AW Wins Forest Service Appeals - Rivers to Benefit (ID & MT)
American Whitewater was recently notified that our appeals of the new Forest Plans for the Kootenai and Panhandle National Forests were successful. These forests, in northern Montana and Idaho respectively, contain incredible whitewater streams where paddlers might see grizzly bears, 10-foot white sturgeons, or even a caribou. The result of our successful appeals will almost certainly be the protection additional rivers and streams from hydropower dams and other threats.
Forest Plans must contain an up-to-date and well-documented inventory of rivers and streams that are eligible for protection under the Wild and Scenic Rivers Act. American Whitewater, with our partner American Rivers for the Montana appeal, argued that the 2013 Forest Plans wrongly left many rivers unprotected based on a faulty analysis. The Washington Office of the US Forest Service agreed, and ordered the Forests to redo their rivers analysis and correct numerous errors.
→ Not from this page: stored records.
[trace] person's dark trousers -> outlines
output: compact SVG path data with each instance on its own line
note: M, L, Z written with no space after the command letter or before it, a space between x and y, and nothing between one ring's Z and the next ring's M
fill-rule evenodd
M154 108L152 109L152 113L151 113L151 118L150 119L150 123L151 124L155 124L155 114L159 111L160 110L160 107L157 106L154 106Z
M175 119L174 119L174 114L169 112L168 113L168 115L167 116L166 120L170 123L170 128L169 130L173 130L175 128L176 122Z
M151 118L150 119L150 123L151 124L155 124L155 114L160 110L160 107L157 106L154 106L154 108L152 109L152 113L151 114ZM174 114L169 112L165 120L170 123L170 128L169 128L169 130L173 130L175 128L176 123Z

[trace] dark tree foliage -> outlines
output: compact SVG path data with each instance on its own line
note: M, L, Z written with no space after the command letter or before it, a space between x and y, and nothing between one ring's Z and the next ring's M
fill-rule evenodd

Recognizing that the previous roster of eligible rivers left many unique and awesome whitewater steams unprotected, American Whitewater developed our own eligibility reports with our volunteers and partners, and shared them with the Forests early in the planning process. The Draft Plans came out in 2012 and continued to omit these great streams based on misunderstandings of law and policy, and a failure to appreciate the nationally significant values of the streams. American Whitewater and American Rivers pointed these errors out in comments and in a meeting with Forest Service staff in 2012. Much to our disappointment the 2013 Final Plans contained all the same errors, forcing us to appeal the decisions.
The new eligibility analysis will have to take a hard look at incredible streams including whitewater gems like Slate and Marble creeks, bull trout strongholds like the Wigwam River and Callahan Creek, and streams recently threated by hydropower development like Boundary and Boulder creeks. American Whitewater is confident that any legitimate analysis will find these streams and others eligible for Wild and Scenic designation. To be eligible a stream reach need only be free-flowing and possess one nationally or regionally significant value that is rare, unique, or exemplary. The Forest Service must protect the values of eligible streams.
American Whitewater looks forward to working with the Idaho Panhandle and Kootenai National Forests on the new eligibility inventories. We work with Forests across the country to ensure the Wild and Scenic Rivers Act is responsibly implemented, and that the most exceptional of our nation’s few remaining free-flowing rivers and streams are protected.